Big Data Fundamentals, Big Data Platform Knowledge, and Big Data Scenario Applications.
Big data basics have three main parts: math, statistics and computers;
Big data platform knowledge: is the basis of big data development, often to build Hadoop, Spark platform;
Currently, a big data engineer's monthly salary is easily more than 10,000, and an engineer with several years of experience has a salary ranging from 400,000 to 1,600,000 yuan. The salary of an engineer with a few years of experience ranges from 400,000 to 1,600,000 yuan, while the more top-notch big data technology talents easily earn more than a million dollars a year.
Engaged in the big data, need to master what technology
1, Java programming
Java language is the foundation, you can write Web applications, desktop applications, distributed systems, embedded systems applications, etc. The Java language has a lot of advantages, and its cross-platform ability to win the favor of many engineers.

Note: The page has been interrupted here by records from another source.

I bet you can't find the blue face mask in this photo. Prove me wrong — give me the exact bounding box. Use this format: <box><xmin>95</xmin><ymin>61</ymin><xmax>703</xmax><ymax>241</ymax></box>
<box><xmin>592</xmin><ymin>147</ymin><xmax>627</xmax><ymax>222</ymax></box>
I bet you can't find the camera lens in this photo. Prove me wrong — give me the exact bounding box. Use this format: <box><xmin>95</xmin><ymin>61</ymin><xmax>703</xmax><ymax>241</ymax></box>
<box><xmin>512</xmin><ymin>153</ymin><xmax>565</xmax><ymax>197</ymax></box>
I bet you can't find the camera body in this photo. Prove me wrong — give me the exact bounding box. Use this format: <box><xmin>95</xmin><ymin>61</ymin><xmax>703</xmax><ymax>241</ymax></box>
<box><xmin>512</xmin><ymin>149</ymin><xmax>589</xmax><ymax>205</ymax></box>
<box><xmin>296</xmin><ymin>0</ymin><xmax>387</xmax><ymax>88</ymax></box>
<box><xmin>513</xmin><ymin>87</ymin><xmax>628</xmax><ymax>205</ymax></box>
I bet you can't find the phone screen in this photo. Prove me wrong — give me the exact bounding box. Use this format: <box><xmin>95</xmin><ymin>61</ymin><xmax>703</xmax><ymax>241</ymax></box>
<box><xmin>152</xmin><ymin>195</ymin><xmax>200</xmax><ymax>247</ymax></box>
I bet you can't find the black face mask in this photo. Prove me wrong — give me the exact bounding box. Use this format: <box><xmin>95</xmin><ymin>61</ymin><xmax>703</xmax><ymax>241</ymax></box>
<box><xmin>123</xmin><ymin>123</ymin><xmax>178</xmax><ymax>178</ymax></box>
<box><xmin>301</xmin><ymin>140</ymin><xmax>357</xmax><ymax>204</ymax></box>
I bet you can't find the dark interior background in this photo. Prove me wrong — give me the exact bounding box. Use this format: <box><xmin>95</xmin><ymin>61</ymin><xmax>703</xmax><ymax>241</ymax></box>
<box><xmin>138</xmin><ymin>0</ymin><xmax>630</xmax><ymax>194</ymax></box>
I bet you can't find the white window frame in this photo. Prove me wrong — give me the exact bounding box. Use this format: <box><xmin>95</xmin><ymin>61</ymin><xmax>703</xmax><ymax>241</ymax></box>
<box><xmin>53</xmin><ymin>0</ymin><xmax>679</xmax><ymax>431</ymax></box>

2, Linux basic operating commands
Big data development is generally carried out in the Linux environment. Big data engineers use commands mainly in three areas: view processes, including CPU, memory; troubleshooting, locate the problem; troubleshooting the cause of system slowdowns and so on.
3, Hadoop
Hadoop in the most used HDFS clusters and MapReduce framework. HDFS stores data and optimizes the access process.
MapReduce facilitates engineers to write applications.
4, HBase
HBase can be random, real-time reading and writing of big data, more suitable for unstructured data storage, the core is a distributed, column-oriented Apache HBase database. HBase as Hadoop's data to see, its application, architecture and advanced use of big data development is very important.
5, Hive
Hive as a data warehouse tool for Hadoop, which facilitates data aggregation and statistical analysis.
6, ZooKeeper
ZooKeeper is an important component of Hadoop and Hbase, which can be coordinated as a distributed application.ZooKeeper's functions are mainly: configuration maintenance, domain name service, distributed synchronization, component services.
7, Phoenix
Phoenix is an open source sql engine, is written in Java language.
8, Avro and Protobuf
Avro, Protobuf is suitable for data storage data serialization system , there are richer types of data structures , can be communicated between many different languages.
9, Cassandra
Apache Cassandra is running on the server or cloud infrastructure can provide the perfect platform for data database, with high performance, scalability, high linearity.
Cassandra supports replication between data centers, low latency, and immunity to power outages. Its data model has column indexes, high-performance views, and built-in caching.
10, Kafka
Kafka can be clustered to provide real-time messages distributed publish-subscribe messaging system with high throughput, mainly using Hadoop's parallel loading to unify online and offline message processing.
11, Spark
Spark is designed for large-scale data processing and fast general-purpose computing engine, which provides a comprehensive, unified framework for managing a variety of different nature of the data set and data sources of big data processing needs, big data development needs to master the Spark foundation, SparkJob, Spark RDD, Spark job deployment and resource allocation, Spark shuffle, Spark memory management, Spark broadcast variables, Spark SQL, Spark Streaming and Spark ML and other related knowledge.
12, Flume
Flume is a massive log processing system, with high availability, high reliability, distributed features, you can collect, aggregate and transmit logs.Flume can be customized to the data sender to collect the data, but also can be a simple processing of the data to write to the data receiver.
In addition to the skills of the big data industry mentioned here, if you want to have a longer and smoother development, you need to continue to cultivate their own skills.